Myanmar president Thein Sein's historical visit to the White House has sparked a wave of criticism by human rights activists who accused the Burmese government of human rights abuses in the recent spate of anti-Muslim violence.
The former general will be the first Myanmar president to be welcomed by a US president in 47 years. His name was removed from a blacklist banning travel to the US in September 2012.
Washington said that Thein Sein's visit "underscores President Obama's commitment to supporting and assisting those governments that make the important decision to embrace reform". The US announced it will consider a duty-free access for Myanmar to US markets. Talks will be held on a bilateral trade and investment framework.
Thein Sein has implemented a raft of reforms since becoming civilian president in 2011, freeing hundreds of political prisoners, easing censorship and allowing Aung San Suu Kyi and her party enter parliament.

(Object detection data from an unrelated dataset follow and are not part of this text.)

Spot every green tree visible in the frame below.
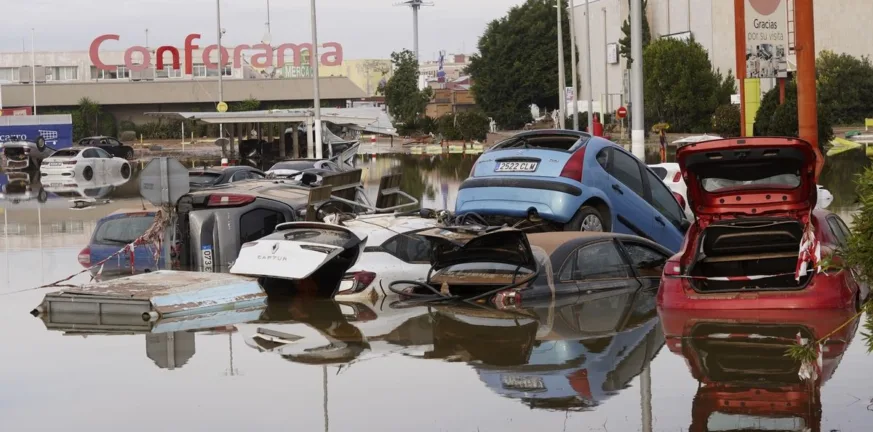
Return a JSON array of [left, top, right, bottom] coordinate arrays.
[[643, 38, 733, 132], [618, 0, 652, 69], [377, 50, 433, 124], [815, 51, 873, 124], [754, 80, 834, 148], [468, 0, 573, 129]]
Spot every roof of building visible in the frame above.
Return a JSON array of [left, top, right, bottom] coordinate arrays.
[[3, 77, 367, 106]]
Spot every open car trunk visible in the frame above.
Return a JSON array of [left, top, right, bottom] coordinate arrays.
[[689, 218, 812, 293]]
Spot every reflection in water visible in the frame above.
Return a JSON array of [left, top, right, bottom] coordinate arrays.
[[661, 310, 858, 432]]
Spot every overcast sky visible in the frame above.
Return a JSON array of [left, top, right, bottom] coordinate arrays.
[[0, 0, 523, 60]]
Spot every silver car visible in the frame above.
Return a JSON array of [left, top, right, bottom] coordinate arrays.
[[0, 137, 56, 171]]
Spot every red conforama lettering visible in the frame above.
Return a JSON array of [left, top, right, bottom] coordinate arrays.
[[89, 33, 343, 75]]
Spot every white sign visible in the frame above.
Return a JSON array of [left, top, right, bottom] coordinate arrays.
[[745, 0, 788, 78]]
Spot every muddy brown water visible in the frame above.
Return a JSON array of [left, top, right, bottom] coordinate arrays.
[[0, 149, 873, 431]]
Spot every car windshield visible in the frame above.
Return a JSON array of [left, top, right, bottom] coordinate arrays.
[[94, 215, 155, 245], [700, 173, 800, 192], [52, 149, 81, 157], [188, 172, 221, 185], [270, 161, 315, 171]]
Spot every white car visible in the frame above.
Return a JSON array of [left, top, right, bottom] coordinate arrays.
[[230, 214, 439, 302], [649, 163, 834, 216], [40, 147, 131, 181]]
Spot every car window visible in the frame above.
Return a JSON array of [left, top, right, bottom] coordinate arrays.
[[646, 171, 685, 227], [560, 241, 630, 281], [611, 151, 645, 197], [623, 242, 670, 278], [239, 209, 285, 244], [94, 148, 112, 158], [828, 216, 848, 248], [382, 233, 430, 264]]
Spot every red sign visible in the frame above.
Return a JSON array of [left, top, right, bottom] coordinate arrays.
[[0, 107, 33, 116], [89, 33, 343, 75], [615, 107, 627, 118]]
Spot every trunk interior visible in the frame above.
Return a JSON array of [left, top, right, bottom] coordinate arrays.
[[689, 219, 812, 292]]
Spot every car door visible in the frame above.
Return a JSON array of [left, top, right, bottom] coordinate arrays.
[[643, 169, 685, 251], [556, 240, 640, 294], [597, 146, 655, 239], [621, 240, 670, 289]]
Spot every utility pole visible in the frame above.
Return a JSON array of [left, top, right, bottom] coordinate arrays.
[[794, 0, 821, 159], [557, 0, 567, 129], [570, 0, 587, 130], [310, 0, 322, 159], [631, 0, 646, 161], [585, 0, 592, 134]]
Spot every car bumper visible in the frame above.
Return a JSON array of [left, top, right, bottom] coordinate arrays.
[[658, 271, 856, 311], [455, 177, 588, 223]]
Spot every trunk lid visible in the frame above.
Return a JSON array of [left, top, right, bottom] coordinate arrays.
[[676, 137, 824, 220], [418, 226, 537, 272], [230, 222, 366, 280]]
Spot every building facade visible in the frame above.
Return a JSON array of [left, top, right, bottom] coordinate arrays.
[[567, 0, 873, 112]]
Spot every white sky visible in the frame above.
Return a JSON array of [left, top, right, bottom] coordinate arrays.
[[0, 0, 523, 60]]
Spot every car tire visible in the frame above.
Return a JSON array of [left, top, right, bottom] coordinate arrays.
[[564, 206, 606, 232]]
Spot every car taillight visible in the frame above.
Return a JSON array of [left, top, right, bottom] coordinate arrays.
[[664, 258, 682, 277], [206, 194, 255, 207], [79, 246, 91, 268], [561, 147, 585, 182], [345, 271, 376, 293]]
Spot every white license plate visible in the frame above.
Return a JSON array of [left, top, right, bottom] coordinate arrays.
[[500, 375, 546, 390], [200, 246, 215, 273], [494, 162, 539, 172]]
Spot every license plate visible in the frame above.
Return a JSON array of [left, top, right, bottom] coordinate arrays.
[[500, 375, 546, 390], [494, 162, 539, 172], [200, 246, 215, 273]]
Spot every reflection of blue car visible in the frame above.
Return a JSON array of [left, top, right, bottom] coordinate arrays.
[[455, 130, 688, 252]]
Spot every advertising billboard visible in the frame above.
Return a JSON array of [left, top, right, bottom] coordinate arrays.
[[745, 0, 788, 78]]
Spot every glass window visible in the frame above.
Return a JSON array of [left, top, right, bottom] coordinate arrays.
[[612, 150, 645, 197], [239, 209, 285, 243], [382, 234, 430, 264], [561, 241, 630, 281], [646, 171, 685, 227], [624, 243, 669, 278], [94, 216, 155, 246]]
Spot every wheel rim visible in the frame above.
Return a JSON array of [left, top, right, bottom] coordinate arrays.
[[582, 215, 603, 232]]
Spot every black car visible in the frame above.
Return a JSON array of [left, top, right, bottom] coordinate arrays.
[[188, 165, 267, 190], [78, 136, 133, 160]]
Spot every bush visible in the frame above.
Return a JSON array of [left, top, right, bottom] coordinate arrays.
[[712, 104, 742, 138]]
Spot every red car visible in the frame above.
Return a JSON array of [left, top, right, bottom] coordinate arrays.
[[658, 137, 870, 310], [659, 310, 859, 432]]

However, critics point at the government's culpability in the recent anti-Muslim clashes and claim US authorities were too quick and short-sighted to concede an official visit to Thein Sein.
A new report by New York-based Human Rights Watch blamed Burmese authorities and members of Arakanese groups for "crimes against humanity" in a campaign decried as "ethnic cleansing" of Rohingya Muslims in the Rakhine state.
More than 125,000 Rohingya have been displaced as a result of violence encouraged, organised and carried out by Burmese officials, community leaders and Buddhist monks with the placid consent of security forces according to the report, based on more than 100 interviews carried out during 2012.
The report came as the EU decided to lift sanctions - including the freezing of assets of more than 1,000 Burmese companies, travel restrictions and ban on EU investment in much area - imposed on Burma.
The US campaign for Burma said the US should have boycotted the relaxation of relationship with Burma as a way to lobby for the condition of Rohingya in the country.
"President Obama is sending the message that crimes against humanity by state forces against ethnic and religious minorities in Burma will be ignored by his administration," Jennifer Quigley, the group's executive director, told France 24.
Just hours before Thein Sein left for the US, 23 prisoners, 19 of whom were political, have been released in Myanmar, prompting allegations that the president was using political prisoner releases as a PR tool.
"The release of any political prisoner is welcome, but two years after the reform process began, people should be asking why there are still hundreds of political prisoners still in jail," said Wai Hnin, Campaigns Officer at Burma Campaign UK. "These releases are blatantly designed to get good publicity ahead of Thein Sein's visit to the USA. It is disgraceful to use political prisoners for public relations like this."